# Transition probability matrix conventions¶

A `Network`

can be created with a transition probability matrix (TPM) in any of
the three forms described below. However, in PyPhi the canonical TPM
representation is **multidimensional state-by-node form**. The TPM will be
converted to this form when the `Network`

is built.

Tip

Functions for converting TPMs from one form to another are available in the
`convert`

module.

## State-by-node form¶

A TPM in **state-by-node form** is a matrix where the entry \((i,j)\) gives the
probability that the \(j^{\textrm{th}}\) node will be ON at time \(t+1\) if the system is in
the \(i^{\textrm{th}}\) state at time \(t\).

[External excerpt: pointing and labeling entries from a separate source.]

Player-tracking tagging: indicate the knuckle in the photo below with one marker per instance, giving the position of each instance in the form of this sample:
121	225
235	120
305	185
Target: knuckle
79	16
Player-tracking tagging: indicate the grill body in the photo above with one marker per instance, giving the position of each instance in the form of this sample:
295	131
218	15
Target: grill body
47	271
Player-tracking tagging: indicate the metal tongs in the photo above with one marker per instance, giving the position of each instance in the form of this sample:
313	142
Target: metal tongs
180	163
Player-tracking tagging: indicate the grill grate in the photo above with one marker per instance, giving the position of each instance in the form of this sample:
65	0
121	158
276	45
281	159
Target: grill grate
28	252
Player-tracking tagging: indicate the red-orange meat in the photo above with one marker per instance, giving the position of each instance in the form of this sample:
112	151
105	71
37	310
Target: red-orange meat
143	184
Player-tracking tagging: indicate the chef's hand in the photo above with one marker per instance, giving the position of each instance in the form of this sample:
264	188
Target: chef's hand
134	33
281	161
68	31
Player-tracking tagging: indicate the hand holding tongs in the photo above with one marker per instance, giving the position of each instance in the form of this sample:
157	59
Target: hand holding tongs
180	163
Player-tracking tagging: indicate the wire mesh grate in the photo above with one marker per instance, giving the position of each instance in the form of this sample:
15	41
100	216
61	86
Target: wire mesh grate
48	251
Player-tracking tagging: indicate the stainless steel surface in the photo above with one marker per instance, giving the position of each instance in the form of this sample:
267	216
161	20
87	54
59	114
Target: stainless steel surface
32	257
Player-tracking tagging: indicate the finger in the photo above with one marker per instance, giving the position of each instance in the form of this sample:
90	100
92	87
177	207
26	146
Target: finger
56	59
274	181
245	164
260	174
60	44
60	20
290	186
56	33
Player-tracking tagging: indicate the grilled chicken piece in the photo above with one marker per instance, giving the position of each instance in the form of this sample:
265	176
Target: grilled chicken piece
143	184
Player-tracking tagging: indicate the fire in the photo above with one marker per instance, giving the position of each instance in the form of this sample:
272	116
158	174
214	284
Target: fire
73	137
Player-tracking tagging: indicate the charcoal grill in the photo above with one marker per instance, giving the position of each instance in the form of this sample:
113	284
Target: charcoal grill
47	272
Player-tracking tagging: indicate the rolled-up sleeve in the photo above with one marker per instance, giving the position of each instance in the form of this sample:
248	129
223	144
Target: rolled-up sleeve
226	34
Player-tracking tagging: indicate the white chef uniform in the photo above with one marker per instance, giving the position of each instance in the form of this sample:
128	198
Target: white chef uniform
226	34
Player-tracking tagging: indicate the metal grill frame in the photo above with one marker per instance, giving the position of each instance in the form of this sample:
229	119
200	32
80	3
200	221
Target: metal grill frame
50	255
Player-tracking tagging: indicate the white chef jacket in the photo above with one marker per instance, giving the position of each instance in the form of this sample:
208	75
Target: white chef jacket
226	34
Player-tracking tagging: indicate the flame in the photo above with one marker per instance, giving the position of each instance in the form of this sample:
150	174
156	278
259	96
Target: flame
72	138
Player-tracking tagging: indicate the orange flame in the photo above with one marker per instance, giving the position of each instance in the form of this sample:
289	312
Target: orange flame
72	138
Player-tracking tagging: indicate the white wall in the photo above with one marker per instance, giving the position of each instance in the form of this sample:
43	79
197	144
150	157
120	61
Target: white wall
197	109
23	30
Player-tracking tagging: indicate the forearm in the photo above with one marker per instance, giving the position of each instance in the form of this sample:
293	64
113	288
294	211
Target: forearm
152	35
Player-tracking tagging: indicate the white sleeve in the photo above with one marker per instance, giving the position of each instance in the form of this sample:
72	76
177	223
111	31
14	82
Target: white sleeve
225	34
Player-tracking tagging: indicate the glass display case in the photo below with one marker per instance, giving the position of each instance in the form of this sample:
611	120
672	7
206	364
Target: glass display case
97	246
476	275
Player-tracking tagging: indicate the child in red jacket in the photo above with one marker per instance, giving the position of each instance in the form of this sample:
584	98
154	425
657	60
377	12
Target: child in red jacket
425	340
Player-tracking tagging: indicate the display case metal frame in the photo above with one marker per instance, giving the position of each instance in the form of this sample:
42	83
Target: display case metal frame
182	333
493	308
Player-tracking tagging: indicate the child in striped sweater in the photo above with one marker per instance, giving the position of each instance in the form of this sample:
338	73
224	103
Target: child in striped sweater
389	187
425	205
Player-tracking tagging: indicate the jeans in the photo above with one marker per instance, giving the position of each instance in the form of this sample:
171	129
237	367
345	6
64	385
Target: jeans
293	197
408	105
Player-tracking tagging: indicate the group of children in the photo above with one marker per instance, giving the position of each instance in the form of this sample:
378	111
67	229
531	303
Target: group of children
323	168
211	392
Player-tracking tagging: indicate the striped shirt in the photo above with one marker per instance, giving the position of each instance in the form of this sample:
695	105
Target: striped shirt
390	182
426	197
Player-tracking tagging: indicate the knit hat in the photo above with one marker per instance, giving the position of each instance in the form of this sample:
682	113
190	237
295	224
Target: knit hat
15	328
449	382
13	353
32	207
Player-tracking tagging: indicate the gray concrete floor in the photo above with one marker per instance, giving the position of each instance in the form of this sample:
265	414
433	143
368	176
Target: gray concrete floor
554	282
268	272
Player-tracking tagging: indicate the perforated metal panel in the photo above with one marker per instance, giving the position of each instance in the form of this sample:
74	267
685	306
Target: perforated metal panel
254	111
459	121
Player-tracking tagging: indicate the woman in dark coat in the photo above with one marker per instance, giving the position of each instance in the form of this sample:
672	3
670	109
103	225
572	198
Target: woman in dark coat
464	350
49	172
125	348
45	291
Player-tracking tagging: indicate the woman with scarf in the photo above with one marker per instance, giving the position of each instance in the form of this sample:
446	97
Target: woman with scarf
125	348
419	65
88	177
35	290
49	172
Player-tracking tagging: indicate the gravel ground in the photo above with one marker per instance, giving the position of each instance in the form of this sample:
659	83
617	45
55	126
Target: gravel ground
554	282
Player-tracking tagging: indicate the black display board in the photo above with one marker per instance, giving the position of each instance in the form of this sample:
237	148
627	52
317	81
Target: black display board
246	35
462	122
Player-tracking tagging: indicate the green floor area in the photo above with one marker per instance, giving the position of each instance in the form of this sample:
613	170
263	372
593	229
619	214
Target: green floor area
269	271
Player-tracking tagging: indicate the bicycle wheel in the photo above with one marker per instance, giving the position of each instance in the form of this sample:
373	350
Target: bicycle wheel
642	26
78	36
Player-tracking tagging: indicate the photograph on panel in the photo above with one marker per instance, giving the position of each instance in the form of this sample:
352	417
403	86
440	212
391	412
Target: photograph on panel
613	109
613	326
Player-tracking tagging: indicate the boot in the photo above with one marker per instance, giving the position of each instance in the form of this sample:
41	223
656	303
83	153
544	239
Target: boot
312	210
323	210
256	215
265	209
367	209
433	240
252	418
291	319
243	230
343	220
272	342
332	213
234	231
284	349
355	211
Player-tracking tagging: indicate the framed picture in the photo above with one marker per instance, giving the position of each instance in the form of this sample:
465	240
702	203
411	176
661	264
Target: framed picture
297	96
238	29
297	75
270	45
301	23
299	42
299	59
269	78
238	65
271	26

## Multidimensional state-by-node form¶

A TPM in **multidimensional state-by-node** form is a state-by-node form that
has been reshaped so that it has \(n+1\) dimensions instead of two. The first \(n\)
dimensions correspond to each of the \(n\) nodes at time \(t\), while the last
dimension corresponds to the probabilities of each node being ON at \(t+1\).

With this form, we can take advantage of NumPy array indexing and use a network state as an index directly:

```
>>> from pyphi.examples import basic_noisy_selfloop_network
>>> tpm = basic_noisy_selfloop_network().tpm
>>> state = (0, 0, 1) # A network state is a binary tuple
>>> tpm[state]
array([0.919, 0.91 , 0.756])
```

This tells us that if the current state is \(N_0 = 0, N_1 = 0, N_2 = 1\), then the for the next state, \(P(N_0 = 1) = 0.919\), \(P(N_1 = 1) = 0.91\) and \(P(N_2 = 1) = 0.756\).

Important

The multidimensional state-by-node form is used throughout PyPhi,
regardless of the form that was used to create the `Network`

.

## State-by-state form¶

A TPM in **state-by-state form** is a matrix where the entry \((i,j)\) gives the
probability that the state at time \(t+1\) will be \(j\) if the state at time \(t\)
is labeled by \(i\).

Warning

**When converting a state-by-state TPM to one of the other forms, information
may be lost!**

This is because the space of possible state-by-state TPMs is larger than the space of state-by-node TPMs (so the conversion cannot be injective). However, if we restrict the state-by-state TPMs to only those that satisfy the conditional independence property, then the mapping becomes bijective.

See Conditional Independence for a more detailed discussion.

## Little-endian convention¶

Even after choosing one of the above representations, there are several ways to write down the TPM.

With both state-by-state and state-by-node TPMs, one is confronted with a choice about which rows correspond to which states. In state-by-state TPMs, this choice must also be made for the columns.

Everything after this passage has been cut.